The Graves of Whitechapel
Whitechapel, London in the winter of 1882. Cage (Micajah) Lackmann is a young-ish barrister, charming, handsome and a poet to boot, who ostensibly makes his living and reputation defending the innocent in the criminal courts of London. While he may appear to be a 19th-century younger Rumpole, he is controlled and paid by a thuggish local criminal boss, one Obediah Pincott, a Ukrainian despite his name, who uses Cage to get his criminal, and necessarily guilty, employees off various charges. Cage is therefore very much disliked by the local police. Matters become difficult when there is a murder of a youth, Baxter Spring, dressed in female clothing and garishly made up, using precisely the same modus operandi of a similar murder five years ago. Moses Pickering, whom Cage successfully defended five years ago on that charge of murder, has disappeared after this second murder. Cage becomes the focus of local attention, but as he makes progress in the case, he becomes aware that there is someone looking to implicate him in the crime and threats encircle him. There is a shocking denouement, which certainly throws both the reader and Cage Lackmann.
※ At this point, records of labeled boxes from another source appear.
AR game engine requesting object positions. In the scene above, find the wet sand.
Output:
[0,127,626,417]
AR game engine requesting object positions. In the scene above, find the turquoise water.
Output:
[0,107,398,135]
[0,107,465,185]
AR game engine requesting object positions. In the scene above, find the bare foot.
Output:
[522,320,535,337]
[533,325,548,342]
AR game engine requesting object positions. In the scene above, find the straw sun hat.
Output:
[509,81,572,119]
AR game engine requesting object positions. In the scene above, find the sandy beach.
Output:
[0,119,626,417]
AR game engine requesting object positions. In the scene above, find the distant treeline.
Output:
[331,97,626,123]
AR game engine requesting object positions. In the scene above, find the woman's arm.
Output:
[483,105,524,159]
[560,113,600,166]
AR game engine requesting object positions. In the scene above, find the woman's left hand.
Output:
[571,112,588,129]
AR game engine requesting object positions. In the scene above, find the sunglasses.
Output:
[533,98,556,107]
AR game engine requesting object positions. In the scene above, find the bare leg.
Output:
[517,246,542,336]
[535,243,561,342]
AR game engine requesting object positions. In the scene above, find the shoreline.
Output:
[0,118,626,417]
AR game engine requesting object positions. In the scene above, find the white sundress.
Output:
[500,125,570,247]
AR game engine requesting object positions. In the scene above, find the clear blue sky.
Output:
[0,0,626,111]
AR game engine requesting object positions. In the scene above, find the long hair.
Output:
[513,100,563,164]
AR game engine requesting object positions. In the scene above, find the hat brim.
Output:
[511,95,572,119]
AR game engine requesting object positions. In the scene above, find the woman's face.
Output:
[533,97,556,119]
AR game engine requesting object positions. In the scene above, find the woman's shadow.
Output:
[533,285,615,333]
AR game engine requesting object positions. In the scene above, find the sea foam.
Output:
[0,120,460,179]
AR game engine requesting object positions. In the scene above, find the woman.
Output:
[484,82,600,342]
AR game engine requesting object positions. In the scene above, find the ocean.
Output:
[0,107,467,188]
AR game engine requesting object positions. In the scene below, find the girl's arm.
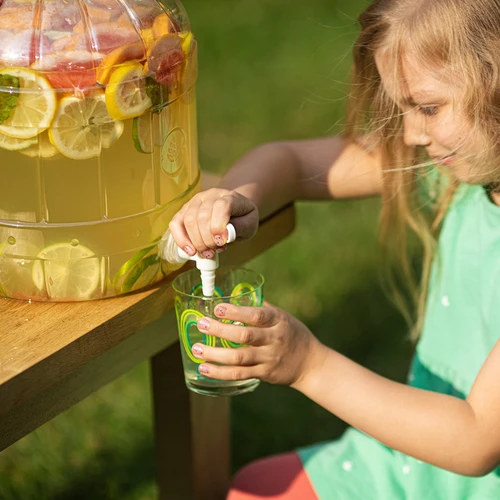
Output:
[193,304,500,476]
[169,137,382,254]
[219,137,382,222]
[293,342,500,476]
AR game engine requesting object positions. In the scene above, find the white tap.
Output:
[160,224,236,297]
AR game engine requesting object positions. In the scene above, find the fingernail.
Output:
[215,306,227,316]
[198,318,210,330]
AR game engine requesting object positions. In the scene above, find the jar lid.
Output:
[0,0,196,93]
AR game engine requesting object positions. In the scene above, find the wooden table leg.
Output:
[151,344,230,500]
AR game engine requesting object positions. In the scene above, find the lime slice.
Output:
[113,245,163,293]
[122,255,161,293]
[132,113,154,154]
[32,243,101,301]
[0,239,46,300]
[106,62,153,120]
[153,106,171,147]
[18,132,59,158]
[49,91,123,160]
[0,68,56,139]
[0,133,37,151]
[132,106,170,153]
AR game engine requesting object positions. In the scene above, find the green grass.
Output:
[0,0,411,500]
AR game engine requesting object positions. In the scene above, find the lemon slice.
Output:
[32,243,102,301]
[49,91,123,160]
[0,68,56,139]
[17,132,59,158]
[0,239,46,300]
[106,62,153,120]
[0,133,37,151]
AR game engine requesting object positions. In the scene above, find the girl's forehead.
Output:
[375,49,458,103]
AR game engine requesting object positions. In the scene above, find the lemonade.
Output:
[0,0,199,301]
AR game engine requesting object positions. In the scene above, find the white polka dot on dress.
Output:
[342,460,352,472]
[441,295,451,307]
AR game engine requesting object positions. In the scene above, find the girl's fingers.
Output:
[214,303,278,328]
[199,363,260,380]
[198,318,265,346]
[168,208,196,255]
[192,344,262,366]
[184,198,208,254]
[198,199,215,249]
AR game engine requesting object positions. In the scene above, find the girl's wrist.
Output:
[290,337,334,396]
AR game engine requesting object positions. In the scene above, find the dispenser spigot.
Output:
[160,224,236,297]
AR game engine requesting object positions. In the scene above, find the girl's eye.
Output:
[418,106,438,116]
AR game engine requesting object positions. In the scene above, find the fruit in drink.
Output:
[49,91,123,160]
[145,33,185,88]
[32,243,101,300]
[106,62,152,120]
[0,68,56,139]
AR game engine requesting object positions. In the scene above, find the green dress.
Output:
[298,184,500,500]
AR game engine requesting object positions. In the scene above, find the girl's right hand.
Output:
[169,188,259,258]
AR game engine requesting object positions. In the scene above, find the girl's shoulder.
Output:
[416,166,479,212]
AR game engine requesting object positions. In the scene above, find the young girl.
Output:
[171,0,500,500]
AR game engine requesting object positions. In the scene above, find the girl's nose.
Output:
[403,109,431,146]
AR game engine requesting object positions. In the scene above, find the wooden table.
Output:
[0,175,295,500]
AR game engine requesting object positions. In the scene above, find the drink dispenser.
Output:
[0,0,200,301]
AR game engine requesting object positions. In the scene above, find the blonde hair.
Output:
[346,0,500,339]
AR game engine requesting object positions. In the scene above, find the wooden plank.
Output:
[0,311,179,451]
[0,202,295,449]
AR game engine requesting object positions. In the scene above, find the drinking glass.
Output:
[172,268,264,396]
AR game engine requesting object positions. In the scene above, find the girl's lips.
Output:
[436,154,456,165]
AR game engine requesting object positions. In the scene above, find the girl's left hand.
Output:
[192,303,324,386]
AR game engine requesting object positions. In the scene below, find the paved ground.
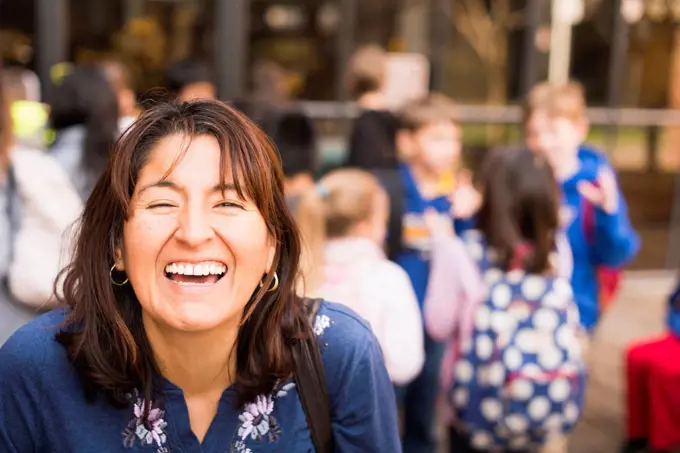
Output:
[570,272,674,453]
[440,271,675,453]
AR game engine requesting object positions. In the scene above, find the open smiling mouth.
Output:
[165,261,227,286]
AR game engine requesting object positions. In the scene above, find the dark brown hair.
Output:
[478,147,559,274]
[57,100,309,407]
[399,93,460,131]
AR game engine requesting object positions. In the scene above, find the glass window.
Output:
[70,0,216,100]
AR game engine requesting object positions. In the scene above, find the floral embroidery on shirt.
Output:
[312,315,332,337]
[232,382,295,453]
[123,390,170,453]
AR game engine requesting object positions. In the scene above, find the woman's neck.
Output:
[144,316,238,395]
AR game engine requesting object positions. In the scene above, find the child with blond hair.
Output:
[295,169,424,385]
[524,82,640,332]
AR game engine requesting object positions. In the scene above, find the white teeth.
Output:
[165,262,227,276]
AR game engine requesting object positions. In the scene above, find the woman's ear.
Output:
[114,247,125,272]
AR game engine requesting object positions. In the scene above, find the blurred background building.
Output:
[0,0,680,268]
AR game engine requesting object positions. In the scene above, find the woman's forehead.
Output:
[136,134,255,196]
[139,134,230,180]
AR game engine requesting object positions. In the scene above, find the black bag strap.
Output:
[293,299,334,453]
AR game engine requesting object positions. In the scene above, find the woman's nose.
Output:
[175,206,215,247]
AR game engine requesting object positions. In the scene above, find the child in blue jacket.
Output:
[524,82,640,332]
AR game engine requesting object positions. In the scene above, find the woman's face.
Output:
[117,135,276,332]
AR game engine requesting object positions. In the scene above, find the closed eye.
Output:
[147,203,175,209]
[215,201,245,209]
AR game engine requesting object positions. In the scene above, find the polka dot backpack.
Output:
[449,231,586,451]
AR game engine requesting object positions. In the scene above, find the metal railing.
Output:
[299,101,680,128]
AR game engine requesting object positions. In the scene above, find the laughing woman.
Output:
[0,101,401,453]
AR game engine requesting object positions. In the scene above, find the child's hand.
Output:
[423,208,456,237]
[451,171,482,219]
[578,168,619,215]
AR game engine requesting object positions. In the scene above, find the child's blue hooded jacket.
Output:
[561,147,640,330]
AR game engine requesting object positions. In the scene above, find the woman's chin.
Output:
[154,302,238,332]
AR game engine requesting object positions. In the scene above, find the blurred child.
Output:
[424,148,585,453]
[2,68,49,149]
[296,170,424,384]
[261,110,317,212]
[396,94,466,453]
[165,60,217,102]
[525,82,640,331]
[101,60,139,132]
[622,284,680,453]
[346,45,404,259]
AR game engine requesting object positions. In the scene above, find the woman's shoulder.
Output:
[312,301,377,368]
[312,300,373,344]
[0,308,68,378]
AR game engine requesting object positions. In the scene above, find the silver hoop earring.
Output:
[260,272,279,293]
[109,264,130,286]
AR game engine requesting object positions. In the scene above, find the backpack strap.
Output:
[293,299,334,453]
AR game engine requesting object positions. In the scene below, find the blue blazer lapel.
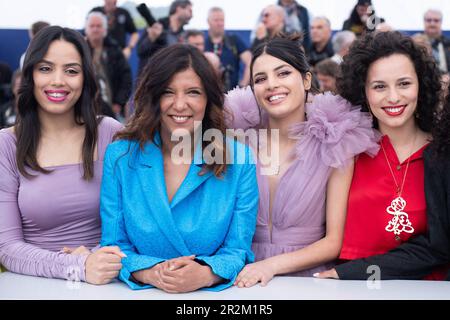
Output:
[170,144,214,208]
[137,137,191,256]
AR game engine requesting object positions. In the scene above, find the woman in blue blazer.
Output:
[100,45,258,293]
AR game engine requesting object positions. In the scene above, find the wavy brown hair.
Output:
[15,26,102,181]
[115,44,227,177]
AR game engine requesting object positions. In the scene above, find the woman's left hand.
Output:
[160,257,218,293]
[234,260,275,288]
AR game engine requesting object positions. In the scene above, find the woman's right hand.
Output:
[85,247,126,285]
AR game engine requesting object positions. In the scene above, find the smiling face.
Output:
[85,16,107,42]
[366,54,419,132]
[33,40,83,115]
[208,10,225,35]
[423,10,442,38]
[160,68,207,137]
[252,53,311,119]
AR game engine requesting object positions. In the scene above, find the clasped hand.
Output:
[133,256,216,293]
[62,246,126,285]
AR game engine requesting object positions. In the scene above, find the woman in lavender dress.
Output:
[0,26,123,284]
[225,37,378,287]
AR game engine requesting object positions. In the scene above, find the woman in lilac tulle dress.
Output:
[225,37,379,287]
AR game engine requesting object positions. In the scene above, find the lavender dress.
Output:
[0,118,122,281]
[225,88,379,276]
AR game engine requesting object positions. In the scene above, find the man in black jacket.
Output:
[137,0,192,73]
[91,0,139,59]
[278,0,311,47]
[423,10,450,73]
[318,148,450,281]
[85,12,132,120]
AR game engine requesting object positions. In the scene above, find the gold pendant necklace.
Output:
[381,134,417,240]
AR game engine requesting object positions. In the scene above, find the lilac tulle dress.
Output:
[225,88,380,277]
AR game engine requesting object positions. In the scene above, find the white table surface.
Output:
[0,272,450,300]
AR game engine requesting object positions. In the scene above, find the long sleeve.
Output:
[197,147,258,291]
[0,132,87,281]
[336,150,450,280]
[100,146,165,290]
[224,86,268,130]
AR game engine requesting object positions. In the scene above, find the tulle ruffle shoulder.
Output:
[290,93,381,168]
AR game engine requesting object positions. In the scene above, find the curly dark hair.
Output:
[337,31,441,132]
[430,86,450,160]
[114,44,227,177]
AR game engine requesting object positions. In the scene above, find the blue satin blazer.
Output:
[100,135,258,291]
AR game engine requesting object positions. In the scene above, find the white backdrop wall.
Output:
[0,0,450,30]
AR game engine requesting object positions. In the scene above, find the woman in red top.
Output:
[318,32,441,278]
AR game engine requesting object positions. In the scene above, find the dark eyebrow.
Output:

This is an excellent story, with a meandering and engaging plot set firmly in the filth and horrors of social Darwinian Victorian London. Despite his faults, of which he is himself quite well aware, Cage Lackmann seems to be a decent enough cove who has been thrust by circumstances into a difficult position. The reader wants him to do well, but he is up against a network of wealth, power, crime and corruption. The historical context is admirable and convincing. The novel had the feel of a sequel as it continually referred to events that occurred before the narrative and I had to check that this was not, in fact, part of a series.